Graaf Egmont is raar uit zijn pijp gekomen. De nieuwgelovigen begrijpen niets van deze onverwachte wending en druipen verstoord af. Dat kan hij toch niet menen? Maar Egmont meent het heel ernstig. Nog diezelfde avond laten de geuzen aan hun achterban weten dat ze om zeven uur de volgende morgen hoe dan ook een nieuwe dienst zullen organiseren in de kerk van Brielen. Er komt op dinsdag opnieuw heel wat volk opdagen, maar de toegang tot de kerk blijft op bevel van de graaf gesloten. Er volgen nu heel wat heen en weer twistgesprekken met Egmont. Die gaat op dinsdagnamiddag samen met zijn edelen op bezoek naar het Zaalhof om er de werken die daar op dat moment worden uitgevoerd te inspecteren. Er staat ook een bezoek aan de weduwe van Pieter van Houtem op het programma. Ondertussen krijgt Egmont nu en dan brieven toegestopt. Er wordt zelfs geïnsinueerd dat er een persoonlijke brief van de koning bij zit.

18 september 1566. Egmont vertrekt in het gezelschap van zijn adellijke achterban naar Armentières. Ze rijden hier weg om zeven uur in de morgen. De geuzen wrijven zich in de handen. De bisschop is dan al begonnen aan de vroegmis terwijl het gepeupel zich in Brielen al opnieuw naar de kerk haast om er te gaan luisteren naar hun gebruikelijke geuzenpreek. Als de kat van huis is. Na het sermoen duiken de autoriteiten op. De hoogbaljuw, de burgemeester, de lieden van de wet, de luitenant van de graaf en nog enkele edelen. ‘Jullie mogen echt niet meer preken in de katholieke kerken!’ Egmonts boodschap wordt nog eens herhaald. Samen met de verordening dat de calvinisten zich moeten tevreden stellen met maar twee predikanten, mensen uit eigen streek en zeker geen vreemdelingen of buitenlandse praatjesmakers.

Er wordt plots gezwaaid met een eigen plek voor de andersgelovigen. Een eigen locatie om er diensten te houden, te bidden en te luisteren naar hun predikanten. Daar mogen ze hun tempel bouwen. Dat verrassend voorstel van het stadsbestuur hebben ze nog niet eerder gehoord. Hun eigen huis kunnen ze krijgen op voorwaarde dat ze er niet de draak zullen steken met de katholieken en met de christelijke leer. Praten over het evangelie is wel mogelijk. Voor de rest dienen ze dezelfde symbolen van de katholieke kerk te hanteren. Ik veronderstel dat het hier gaat om het kruisteken. Blijkbaar valt het al bij al verstandig voorstel in niet al te goede aarde. Het ‘nee wij, nee wij’ verbaast de heren van de wet in elk geval. En de predikant ter plekke in Brielen is een jongeman die nog nooit eerder gepredikt heeft.

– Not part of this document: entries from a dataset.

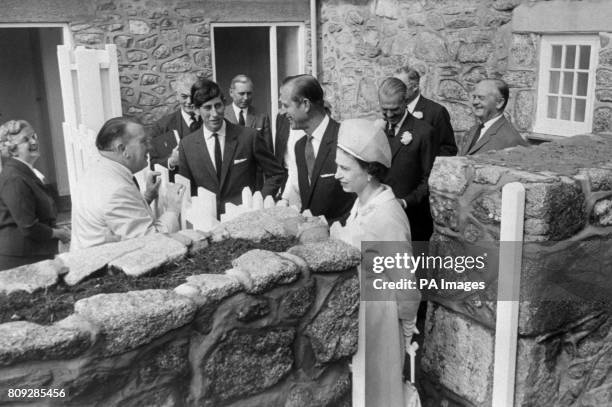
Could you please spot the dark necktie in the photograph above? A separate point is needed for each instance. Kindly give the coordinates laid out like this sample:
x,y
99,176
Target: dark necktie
x,y
390,130
309,156
217,155
195,122
476,136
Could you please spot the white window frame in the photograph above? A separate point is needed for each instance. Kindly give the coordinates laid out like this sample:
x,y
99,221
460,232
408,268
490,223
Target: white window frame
x,y
274,80
560,127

De geuzen blijken inderdaad ontstemd over de voorstellen van de Ieperse voogd. Die avond blijft de Mesenpoort open staan, zij het wel met bewakers die de toegang in de gaten houden. De andere poorten zijn dicht. Aan de Mesenpoort wordt graaf Egmont om 19u ’s avonds terug in Ieper verwacht. Op het aangekondigde tijdstip arriveert hij er effectief met in zijn zog een gezelschap van vijftig ruiters. Bij het binnentreden van Ieper stappen twee lakeien met een brandende toorts voor de graaf uit.

Egmont begeeft zich direct naar zijn logement bij Jan van Rootswas. De geuzen zijn ondertussen erg benieuwd om te weten hoe een en ander verlopen is in Armentières. Hebben hun zielsgenoten daar dezelfde orders ontvangen? Graaf Egmont is niet eens een etmaal weg geweest. Hij heeft daar in elk geval een heilige mis laten opdragen. Sommigen vertellen dat Egmont er volledige vrijheid van religie heeft toegestaan en dromen nu al luidop dat dit ook hier in Ieper het geval zal worden. Het roddelen en de wishful thinking verspreiden zich als mussen door de lucht.

19 september 1566. Er verschijnt een plakkaat voor de lakenhalle. Iedereen moet ter plekke blijven. Niemand mag weg, niet te voet en zeker niet te paard. Bevel van het Hof. Op het gevaar af van opgehangen te worden. De boodschap is vermoedelijk gericht aan de militairen en de soldaten in de stad. Burgerij en ambachtslieden moeten in elk geval stevig achter de koning blijven staan en erop toezien dat de geuzen geen mensen gaan ronselen om oproer te stichten.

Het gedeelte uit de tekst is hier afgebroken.